Some theatrical concepts are difficult to explain because they are daring and unorthodox; others because they are, well, a bit daft. The conceit behind Greenlight Theatre’s new production Seeing Double: Figures—and its sister play Seeing Double: Vision—is a mixture of the inspired and absurd. The two ensemble plays take place simultaneously with the same subject material and actors, linked by a two-way video that flickers into life at crucial moments in the action.
Seeing Double takes place on the set of a doomed contemporary version of Macbeth: in Figures, we watch the production team’s farcical attempts to hold the show together after the original director is replaced by South American ‘genius’ Julio Buenaventura.
The conceit is that Buenaventura has barred all the production staff from rehearsals, necessitating the producers to resort to CCTV to spy on the wayward genius and his troupe. If this all sounds a little confusing on paper, in practice it is quite straightforward and it's not long before the energetic cast is careering at speed between the Pleasance Hut and the Baby Grand (where Vision takes place).

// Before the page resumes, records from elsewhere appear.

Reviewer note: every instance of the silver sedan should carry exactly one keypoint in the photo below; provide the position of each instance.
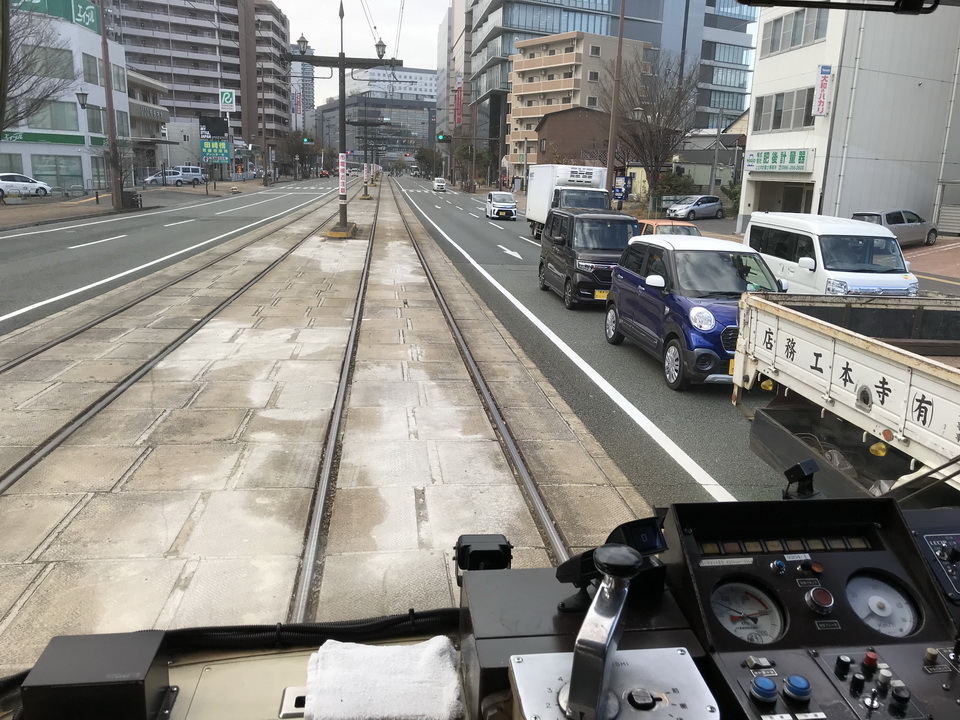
(909, 227)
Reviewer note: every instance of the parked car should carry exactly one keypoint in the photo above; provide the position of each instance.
(23, 184)
(677, 299)
(905, 224)
(166, 177)
(502, 205)
(668, 227)
(696, 206)
(579, 249)
(193, 174)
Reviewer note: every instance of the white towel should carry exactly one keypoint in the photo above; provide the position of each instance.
(348, 681)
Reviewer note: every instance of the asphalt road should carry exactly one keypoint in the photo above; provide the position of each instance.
(48, 268)
(676, 447)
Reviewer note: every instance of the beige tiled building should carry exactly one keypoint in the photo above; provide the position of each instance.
(552, 73)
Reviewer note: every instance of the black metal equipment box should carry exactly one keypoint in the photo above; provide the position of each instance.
(90, 677)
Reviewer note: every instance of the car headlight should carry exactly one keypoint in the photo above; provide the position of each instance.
(702, 319)
(837, 287)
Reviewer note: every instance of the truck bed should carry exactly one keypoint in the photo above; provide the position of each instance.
(889, 366)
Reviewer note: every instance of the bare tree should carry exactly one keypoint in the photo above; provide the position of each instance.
(36, 72)
(657, 108)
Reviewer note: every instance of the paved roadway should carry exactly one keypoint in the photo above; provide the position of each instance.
(54, 266)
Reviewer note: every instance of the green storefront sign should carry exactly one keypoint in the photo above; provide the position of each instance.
(44, 137)
(80, 12)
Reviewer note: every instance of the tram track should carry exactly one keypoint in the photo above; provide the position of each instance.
(304, 598)
(11, 474)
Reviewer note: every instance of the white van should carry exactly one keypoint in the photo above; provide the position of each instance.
(824, 255)
(192, 174)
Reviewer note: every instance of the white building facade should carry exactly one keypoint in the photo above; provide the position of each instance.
(850, 112)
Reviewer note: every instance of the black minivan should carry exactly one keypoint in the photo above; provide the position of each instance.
(578, 251)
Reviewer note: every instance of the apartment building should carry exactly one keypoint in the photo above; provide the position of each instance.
(553, 73)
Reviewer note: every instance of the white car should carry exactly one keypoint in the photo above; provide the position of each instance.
(502, 205)
(14, 182)
(166, 177)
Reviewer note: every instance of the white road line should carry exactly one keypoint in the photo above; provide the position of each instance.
(716, 490)
(95, 242)
(244, 207)
(70, 293)
(125, 216)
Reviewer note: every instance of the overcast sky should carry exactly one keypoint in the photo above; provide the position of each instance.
(319, 22)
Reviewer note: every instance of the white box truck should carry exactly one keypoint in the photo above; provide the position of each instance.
(550, 186)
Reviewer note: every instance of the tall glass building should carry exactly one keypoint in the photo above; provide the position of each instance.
(716, 34)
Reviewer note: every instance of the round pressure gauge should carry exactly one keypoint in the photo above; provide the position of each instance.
(882, 605)
(747, 611)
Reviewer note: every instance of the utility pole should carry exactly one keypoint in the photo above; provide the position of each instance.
(113, 152)
(342, 62)
(615, 109)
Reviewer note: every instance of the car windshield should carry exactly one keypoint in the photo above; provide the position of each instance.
(677, 230)
(861, 253)
(585, 198)
(604, 234)
(709, 273)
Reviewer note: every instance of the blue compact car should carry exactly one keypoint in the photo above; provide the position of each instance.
(676, 297)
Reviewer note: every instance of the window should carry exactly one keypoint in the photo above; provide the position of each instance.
(95, 119)
(784, 111)
(56, 116)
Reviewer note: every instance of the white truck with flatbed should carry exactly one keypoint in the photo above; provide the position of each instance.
(867, 386)
(563, 186)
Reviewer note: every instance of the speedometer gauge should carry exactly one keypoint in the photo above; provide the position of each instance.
(747, 612)
(882, 606)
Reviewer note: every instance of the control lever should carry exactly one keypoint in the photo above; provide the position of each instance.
(585, 697)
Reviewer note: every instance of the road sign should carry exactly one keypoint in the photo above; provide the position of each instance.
(228, 101)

Figures is a none-too-subtle pastiche of pretentious thespians: nobody blinks an eyelid when Buenaventura requests latex, black dildos and a baby covered in swastikas for his Macbeth. Instead the vapid PR woman suggests renaming the show "Macsex."
The content is less innovative than the concept but it is all delivered with such high spirits and infectious energy that it impossible not to warm to Figures, even as it becomes increasingly madcap and chaotic. A triumph for style with a soupcon of substance.